Ie, wasteful spending to have ten staff of high skill when 40 staff of low skill can do the work part time at low wage while a single high skill nurse supervises without any patient contact, or observation of care.

Contrast this information with NYC with a much larger swaths of deaths. This explains a lot of the two different sides of the Covid debate.

I think maybe New York (the city in particular) might have transferred a lot of the nursing home illnesses to actual hospitals where the patient then dies and is counted as a hospital death. This might not be a general procedure. It migh explain New York's high hospitalization usage, especially at the start.

How many deaths have occurred in American Nursing homes in the last 45 days that were not blamed on Covid?

Are nursing home facilities now incredibly safe butfor the Covid Grim reaper? What incentives are being setup to encourage reporting deaths as Covid vs actual cause of death at these facilities? How about vice versa?

The median age of covid death is around 80.

Only the tiniest fraction of the many billions of dollars spent/lost locking down a largely invulnerable population of under 50-year-olds would have been sufficient to staff all nursing homes with live-in health care providers that tested negative on entering, perhaps at double or even triple their ordinary pay, and could have been continued for several months, or for as long as we needed until a better way could be found. This was a profound public policy failure and tragedy, one that practically ensured they would be hit first.

I agree completely, and there isn't even the excuse that we didn't know this 5 weeks ago. Italy's doctors said as much in mid March in numerous forums.

More than half the deaths locally, have been connected to nursing homes. They may include in that total a staff member who died, I'm not sure. One of the deceased was profiled today with the arresting headline, Sisters die in pandemics 102 years apart. Before her birth, an older sibling had died in the flu pandemic.

I sense that most people are not really aware of this nursing home skew, and if they were, they would have no real means of making sense of it.
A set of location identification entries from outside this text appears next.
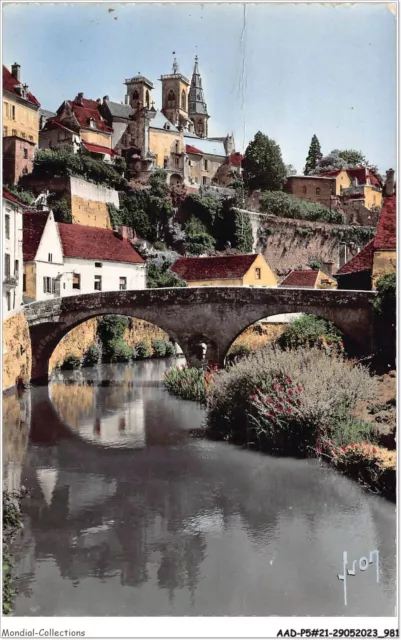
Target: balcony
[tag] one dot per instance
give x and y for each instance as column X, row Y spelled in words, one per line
column 10, row 282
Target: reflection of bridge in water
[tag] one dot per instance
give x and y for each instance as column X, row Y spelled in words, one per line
column 155, row 516
column 215, row 316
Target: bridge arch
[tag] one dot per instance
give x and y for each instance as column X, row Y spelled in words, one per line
column 215, row 315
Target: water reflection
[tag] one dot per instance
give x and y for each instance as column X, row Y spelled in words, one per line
column 130, row 516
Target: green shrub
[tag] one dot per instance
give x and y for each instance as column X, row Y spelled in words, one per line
column 62, row 162
column 118, row 351
column 159, row 348
column 186, row 382
column 280, row 400
column 143, row 350
column 238, row 351
column 310, row 331
column 286, row 206
column 91, row 357
column 71, row 362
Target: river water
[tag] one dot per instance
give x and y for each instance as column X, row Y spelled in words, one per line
column 131, row 513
Even though I cannot locate tragedy in their deaths, beyond their essential aloneness, perhaps, not just in death but probably in having outlived nearly all the people they knew, perhaps even some of their children - still it gives one a pang knowing that *very elderly* people had more interesting lives than most of us left behind.

It feels like that being the case - that repeated generational difference - is passing as well, as we are now more homogenized across time as well as space.

I applaud your sensitivity and insight. You must be female. I fear you don't have a place here in the Chicago School Marginal Revolution commentariat.

Looking at the data in Illinois it also seems clear that Covid Death rate is around 70% or so consist of people older than 70, which assume mostly in nursing homes or have other heath issues. So it brings forth a very touchy question, have we just shut down the economy for a real small part of the population. More specifically the whole state is in lockdown mode when most of deaths are in 2 counties. These are questions the media does not want to go into.

I think the deaths in Sweden are like 75+ percent from nursing homes and hospice care facilities. The deaths in Sweden are skewed towards very, very old people.

In Colorado, 63% of COVID deaths have been in nursing homes.

According to, over half of nursing home residents died within six months of admission.